Among the new commercial HPC and analytics users Panasas has managed to capture are companies in aerospace, life sciences, and media/entertainment. “These are usually design and simulation workflows,” says Noer, “which by definition is HPC, but it’s for enterprise customers.” These newer users for Panasas are seeking to overcome critical barriers that a truly scale-out architecture can provide, and now, with the today’s release of their updated storage operating system, PanFS 5.5 release, they can provide a single namespace to let users in Windows-heavy enterprise shops tap into Windows and Linux seamlessly. This Microsoft tie-in is the result of two years of development to get the two to play nicely together within their storage environment and to ensure continued certification through Microsoft’s Communication Protocol Program. Such development sounds rather expensive, but Panasas says that there are no plans to change pricing to reflect the extra Microsoft hoop-jumping.

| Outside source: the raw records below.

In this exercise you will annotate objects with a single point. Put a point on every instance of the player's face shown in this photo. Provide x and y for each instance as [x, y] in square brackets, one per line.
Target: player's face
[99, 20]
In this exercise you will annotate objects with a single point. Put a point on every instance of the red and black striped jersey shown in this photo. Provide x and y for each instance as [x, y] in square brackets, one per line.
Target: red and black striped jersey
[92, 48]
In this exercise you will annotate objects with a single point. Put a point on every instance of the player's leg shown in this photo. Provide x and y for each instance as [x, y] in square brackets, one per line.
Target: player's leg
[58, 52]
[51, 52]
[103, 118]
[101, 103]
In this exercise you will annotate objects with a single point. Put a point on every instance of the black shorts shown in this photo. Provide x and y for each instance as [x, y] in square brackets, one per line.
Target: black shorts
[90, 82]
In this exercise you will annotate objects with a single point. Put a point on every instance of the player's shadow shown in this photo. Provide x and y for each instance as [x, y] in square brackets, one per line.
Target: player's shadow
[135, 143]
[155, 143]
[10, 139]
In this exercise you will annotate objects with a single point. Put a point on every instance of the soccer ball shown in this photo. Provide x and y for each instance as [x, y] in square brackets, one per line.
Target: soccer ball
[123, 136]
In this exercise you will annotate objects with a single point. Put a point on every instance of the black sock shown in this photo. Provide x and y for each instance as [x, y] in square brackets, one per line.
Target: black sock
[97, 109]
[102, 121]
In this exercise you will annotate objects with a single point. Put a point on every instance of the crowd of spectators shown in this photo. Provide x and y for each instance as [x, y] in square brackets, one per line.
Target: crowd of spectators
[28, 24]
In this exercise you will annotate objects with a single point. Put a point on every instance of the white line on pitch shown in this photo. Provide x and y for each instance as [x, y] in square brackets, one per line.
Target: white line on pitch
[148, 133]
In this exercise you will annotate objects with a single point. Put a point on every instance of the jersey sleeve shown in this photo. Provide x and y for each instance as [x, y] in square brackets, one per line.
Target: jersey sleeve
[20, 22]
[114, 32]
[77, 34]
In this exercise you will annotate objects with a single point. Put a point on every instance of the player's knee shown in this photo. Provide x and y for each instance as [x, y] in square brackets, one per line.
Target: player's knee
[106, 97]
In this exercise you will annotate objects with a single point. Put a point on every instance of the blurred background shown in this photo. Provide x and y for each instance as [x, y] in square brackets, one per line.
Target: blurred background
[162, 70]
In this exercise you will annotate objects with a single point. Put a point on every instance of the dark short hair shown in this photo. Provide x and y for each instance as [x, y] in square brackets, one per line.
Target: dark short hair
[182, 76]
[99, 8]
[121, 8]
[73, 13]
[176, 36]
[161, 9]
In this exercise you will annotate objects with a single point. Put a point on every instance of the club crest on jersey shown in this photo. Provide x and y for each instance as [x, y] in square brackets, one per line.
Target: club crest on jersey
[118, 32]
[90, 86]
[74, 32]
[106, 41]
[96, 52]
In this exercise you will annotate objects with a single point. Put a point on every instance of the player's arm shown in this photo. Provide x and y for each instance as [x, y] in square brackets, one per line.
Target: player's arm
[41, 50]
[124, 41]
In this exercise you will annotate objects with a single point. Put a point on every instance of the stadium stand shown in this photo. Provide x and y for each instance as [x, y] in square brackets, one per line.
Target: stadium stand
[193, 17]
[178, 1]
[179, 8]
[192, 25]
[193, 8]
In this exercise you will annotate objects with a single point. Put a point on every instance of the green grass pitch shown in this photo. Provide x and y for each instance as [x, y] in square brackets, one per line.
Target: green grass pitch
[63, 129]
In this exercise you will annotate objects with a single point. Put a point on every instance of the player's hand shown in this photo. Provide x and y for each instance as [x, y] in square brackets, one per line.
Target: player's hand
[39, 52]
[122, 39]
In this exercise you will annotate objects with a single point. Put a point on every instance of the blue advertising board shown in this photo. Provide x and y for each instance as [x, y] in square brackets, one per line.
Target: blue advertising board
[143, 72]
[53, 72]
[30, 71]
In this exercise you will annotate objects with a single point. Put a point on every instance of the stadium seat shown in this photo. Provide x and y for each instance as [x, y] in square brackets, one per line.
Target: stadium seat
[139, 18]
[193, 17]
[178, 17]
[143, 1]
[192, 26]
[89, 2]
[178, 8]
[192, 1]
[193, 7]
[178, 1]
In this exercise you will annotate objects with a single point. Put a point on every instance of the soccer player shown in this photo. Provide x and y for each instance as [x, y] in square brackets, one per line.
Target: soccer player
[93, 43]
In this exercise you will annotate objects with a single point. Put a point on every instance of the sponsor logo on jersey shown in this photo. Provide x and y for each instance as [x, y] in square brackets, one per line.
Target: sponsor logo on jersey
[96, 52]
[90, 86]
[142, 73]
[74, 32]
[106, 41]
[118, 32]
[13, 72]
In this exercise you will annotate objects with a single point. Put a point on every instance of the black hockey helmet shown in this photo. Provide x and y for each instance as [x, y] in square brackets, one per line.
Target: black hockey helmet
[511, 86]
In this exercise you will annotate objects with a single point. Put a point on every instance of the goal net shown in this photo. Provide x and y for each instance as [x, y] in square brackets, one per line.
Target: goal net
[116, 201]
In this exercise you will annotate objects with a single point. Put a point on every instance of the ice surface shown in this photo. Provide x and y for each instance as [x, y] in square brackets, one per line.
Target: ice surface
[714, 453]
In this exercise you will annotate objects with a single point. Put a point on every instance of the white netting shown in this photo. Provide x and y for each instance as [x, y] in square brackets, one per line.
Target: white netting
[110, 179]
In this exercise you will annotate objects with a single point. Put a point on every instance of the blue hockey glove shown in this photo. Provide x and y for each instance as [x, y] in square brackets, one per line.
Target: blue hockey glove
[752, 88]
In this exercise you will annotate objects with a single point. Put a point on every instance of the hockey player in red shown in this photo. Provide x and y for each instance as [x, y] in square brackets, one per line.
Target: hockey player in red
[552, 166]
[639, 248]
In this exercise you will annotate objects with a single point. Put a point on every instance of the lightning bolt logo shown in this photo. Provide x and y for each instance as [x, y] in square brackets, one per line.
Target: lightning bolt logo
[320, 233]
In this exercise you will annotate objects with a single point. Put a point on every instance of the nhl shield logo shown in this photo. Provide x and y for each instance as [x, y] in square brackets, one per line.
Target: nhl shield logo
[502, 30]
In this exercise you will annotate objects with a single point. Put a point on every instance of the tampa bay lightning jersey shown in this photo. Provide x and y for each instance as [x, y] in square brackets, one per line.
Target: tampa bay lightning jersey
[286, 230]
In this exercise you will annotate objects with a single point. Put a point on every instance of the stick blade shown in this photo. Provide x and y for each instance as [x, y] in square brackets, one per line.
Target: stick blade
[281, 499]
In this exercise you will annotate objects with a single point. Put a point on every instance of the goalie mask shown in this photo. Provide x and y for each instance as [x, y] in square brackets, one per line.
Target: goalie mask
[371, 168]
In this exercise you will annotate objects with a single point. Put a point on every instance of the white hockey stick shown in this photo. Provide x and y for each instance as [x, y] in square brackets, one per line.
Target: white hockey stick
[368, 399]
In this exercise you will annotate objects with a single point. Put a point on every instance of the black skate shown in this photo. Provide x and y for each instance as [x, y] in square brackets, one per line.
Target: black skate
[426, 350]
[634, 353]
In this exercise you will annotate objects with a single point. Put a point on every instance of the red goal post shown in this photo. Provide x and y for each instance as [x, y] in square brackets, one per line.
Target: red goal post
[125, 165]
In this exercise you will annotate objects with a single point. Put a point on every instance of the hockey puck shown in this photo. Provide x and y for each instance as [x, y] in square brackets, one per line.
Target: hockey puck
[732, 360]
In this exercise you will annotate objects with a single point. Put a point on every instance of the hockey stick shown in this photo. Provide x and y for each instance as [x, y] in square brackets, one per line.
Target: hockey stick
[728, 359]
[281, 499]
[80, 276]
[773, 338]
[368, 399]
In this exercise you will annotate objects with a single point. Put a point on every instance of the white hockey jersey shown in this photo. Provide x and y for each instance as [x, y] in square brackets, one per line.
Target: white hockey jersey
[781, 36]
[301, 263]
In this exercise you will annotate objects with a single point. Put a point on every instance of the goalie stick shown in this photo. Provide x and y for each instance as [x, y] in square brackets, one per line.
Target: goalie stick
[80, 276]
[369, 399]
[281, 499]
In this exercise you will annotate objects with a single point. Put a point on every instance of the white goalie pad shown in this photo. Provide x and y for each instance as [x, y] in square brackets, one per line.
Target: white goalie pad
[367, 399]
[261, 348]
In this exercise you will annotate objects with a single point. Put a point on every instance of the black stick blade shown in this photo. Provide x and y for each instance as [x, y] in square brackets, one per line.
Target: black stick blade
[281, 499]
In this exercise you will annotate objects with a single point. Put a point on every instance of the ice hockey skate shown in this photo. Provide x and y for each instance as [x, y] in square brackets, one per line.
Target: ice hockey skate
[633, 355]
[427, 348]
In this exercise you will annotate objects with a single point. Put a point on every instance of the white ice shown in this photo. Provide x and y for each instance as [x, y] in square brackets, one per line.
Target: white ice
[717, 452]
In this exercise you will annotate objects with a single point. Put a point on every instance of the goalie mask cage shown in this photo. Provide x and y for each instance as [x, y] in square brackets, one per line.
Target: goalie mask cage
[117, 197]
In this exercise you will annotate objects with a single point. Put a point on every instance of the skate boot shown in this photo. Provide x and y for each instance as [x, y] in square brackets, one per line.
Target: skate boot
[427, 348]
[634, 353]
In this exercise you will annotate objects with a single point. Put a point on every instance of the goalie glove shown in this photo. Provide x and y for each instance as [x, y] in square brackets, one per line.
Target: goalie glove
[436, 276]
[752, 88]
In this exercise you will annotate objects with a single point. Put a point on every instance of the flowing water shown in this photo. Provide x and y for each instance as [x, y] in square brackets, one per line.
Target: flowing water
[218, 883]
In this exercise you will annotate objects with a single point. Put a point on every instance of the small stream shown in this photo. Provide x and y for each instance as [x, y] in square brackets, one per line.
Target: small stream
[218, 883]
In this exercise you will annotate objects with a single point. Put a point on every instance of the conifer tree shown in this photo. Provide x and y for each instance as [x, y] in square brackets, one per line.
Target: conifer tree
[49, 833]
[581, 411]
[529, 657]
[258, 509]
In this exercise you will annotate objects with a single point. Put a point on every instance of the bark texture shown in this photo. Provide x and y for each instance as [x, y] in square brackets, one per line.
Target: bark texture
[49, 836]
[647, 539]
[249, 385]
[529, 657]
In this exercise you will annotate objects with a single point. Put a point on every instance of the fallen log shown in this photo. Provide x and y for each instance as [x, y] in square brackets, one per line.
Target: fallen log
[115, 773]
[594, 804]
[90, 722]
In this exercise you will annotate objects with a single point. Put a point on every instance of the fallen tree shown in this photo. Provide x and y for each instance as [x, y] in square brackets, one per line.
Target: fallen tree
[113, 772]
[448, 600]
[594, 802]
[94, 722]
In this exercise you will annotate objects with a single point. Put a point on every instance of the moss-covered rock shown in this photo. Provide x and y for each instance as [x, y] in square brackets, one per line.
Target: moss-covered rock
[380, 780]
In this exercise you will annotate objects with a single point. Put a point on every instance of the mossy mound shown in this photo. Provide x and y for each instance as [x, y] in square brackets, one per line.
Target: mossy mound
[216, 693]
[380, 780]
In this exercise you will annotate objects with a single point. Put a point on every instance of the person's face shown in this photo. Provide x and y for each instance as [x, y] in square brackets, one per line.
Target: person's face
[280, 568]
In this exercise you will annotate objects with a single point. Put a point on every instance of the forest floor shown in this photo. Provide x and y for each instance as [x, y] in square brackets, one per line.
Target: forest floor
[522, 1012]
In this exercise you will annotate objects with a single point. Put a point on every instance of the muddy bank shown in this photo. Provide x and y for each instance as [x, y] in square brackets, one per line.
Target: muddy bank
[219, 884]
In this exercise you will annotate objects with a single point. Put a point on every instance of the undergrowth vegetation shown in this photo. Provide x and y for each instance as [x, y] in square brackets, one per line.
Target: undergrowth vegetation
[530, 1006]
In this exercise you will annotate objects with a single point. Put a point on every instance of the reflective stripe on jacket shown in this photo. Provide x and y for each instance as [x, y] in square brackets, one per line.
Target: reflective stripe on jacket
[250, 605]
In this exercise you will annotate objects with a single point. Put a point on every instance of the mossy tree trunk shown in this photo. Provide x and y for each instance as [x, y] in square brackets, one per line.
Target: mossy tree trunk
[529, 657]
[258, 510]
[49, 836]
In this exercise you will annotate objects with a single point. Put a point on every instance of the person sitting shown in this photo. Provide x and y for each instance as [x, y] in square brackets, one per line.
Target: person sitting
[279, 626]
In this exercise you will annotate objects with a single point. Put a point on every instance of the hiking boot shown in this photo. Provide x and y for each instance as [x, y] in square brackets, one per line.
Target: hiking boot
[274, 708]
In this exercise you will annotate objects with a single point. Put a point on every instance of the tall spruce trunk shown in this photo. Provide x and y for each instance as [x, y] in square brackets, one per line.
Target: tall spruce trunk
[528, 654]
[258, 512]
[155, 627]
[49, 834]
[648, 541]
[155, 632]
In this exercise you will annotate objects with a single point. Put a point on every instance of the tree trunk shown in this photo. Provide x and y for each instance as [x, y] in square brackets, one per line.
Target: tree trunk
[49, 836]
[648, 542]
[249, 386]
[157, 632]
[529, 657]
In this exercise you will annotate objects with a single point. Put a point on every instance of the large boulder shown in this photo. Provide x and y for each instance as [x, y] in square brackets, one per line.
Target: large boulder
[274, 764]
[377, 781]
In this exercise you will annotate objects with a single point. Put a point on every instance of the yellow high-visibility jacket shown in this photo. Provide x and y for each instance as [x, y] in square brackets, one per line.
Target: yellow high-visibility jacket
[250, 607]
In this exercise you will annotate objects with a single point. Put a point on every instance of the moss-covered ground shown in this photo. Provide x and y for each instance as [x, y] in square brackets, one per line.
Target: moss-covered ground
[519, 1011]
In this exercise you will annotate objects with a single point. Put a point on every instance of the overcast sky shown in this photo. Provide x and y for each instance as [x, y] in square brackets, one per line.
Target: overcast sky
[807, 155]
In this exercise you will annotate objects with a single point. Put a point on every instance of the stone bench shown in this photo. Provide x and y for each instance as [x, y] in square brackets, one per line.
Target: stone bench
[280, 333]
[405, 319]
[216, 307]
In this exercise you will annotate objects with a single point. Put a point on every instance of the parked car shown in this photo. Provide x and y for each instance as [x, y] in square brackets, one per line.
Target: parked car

According to Noer, the lengthy process through Microsoft’s channels will be useful for both their traditional HPC center users and the enterprise customers they’re seeking to reach. “If you look at a large cluster, it’s running Linux for the ultra high performance part, but it you look at what an engineer or researcher is running on a workstation, or they’re working with multiple applications on Windows or Linux, this becomes very important.”
Panasas is being realistic about the performance issues related to Windows for commercial HPC customers, noting that even with this PanFS 5.5 update with new windows open, the highest performance workflows stay in a Linux environment. “The current Windows protocol can’t hit the performance levels of our DirectFlow protocol in Linux, but that’s inherent to the protocol itself,” said Noer. The key is that the interoperability is “enterprise-grade” which to Panasas, means that the the handshaking between the Active Directory and the storage system to keep track of users and groups has to be seamless and up to Microsoft standards.
These added Windows to new opportunities are open wider with a scale-out NAS approach that does some interesting things between leveraging SATA and SSDs for the purposes they were designed for via ActiveStor 14, their latest integrated hardware update.
The key to what Panasas is doing on the macro level (with ActiveStor and PanFS in harmony) is taking advantage of an architecture that Noer says was “designed from the ground up for technical computing workloads,” since Panasas was never “hinged on adapting to a legacy architecture.”He points to the widely-used NetApp approach in commercial environments as an example of this legacy problem, pointing to the way that users are pushed into adding filer heads to push performance. While this may work, what users end up with are several storage pools that are difficult to manage. “It’s hard for users to get off that architecture and onto one that’s truly scaleout.”
The goal is to give users a platform that’s free from file server lag or hardware RAID showdowns by instead offering distributed elements that the IO is balanced over, which is managed with DirectFlow. This protocol lets users read and write in parallel across all those different elements instead of using older point-to-point protocols that scale simply by adding more clients.
The other key to what Panasas is doing is by taking metadata requests off the same data path as the large read/writes and cooking them directly onto the “Director” blades, which manage those requests while the real grunt work is saved for the storage blades that handle the big read/write demands. The goal is to allow users to scale their metadata performance separately to avoid that I/O conflict. This isn’t entirely new—Lustre and GPFS manage things essentially the same way, but the difference here, at least according to Noer, is the orchestration at the PanFS level.
“When you look at the HPC space, you had software-only file systems that could provide great performance, but the kind of reliability, high availability and manageability of something fully integrated. Then you also have the top tier storage vendors who don’t have the performance levels needed for HPC, even if they’re able to provide the enterprise-grade features. We’re trying to do all of that in one place,” says Noer.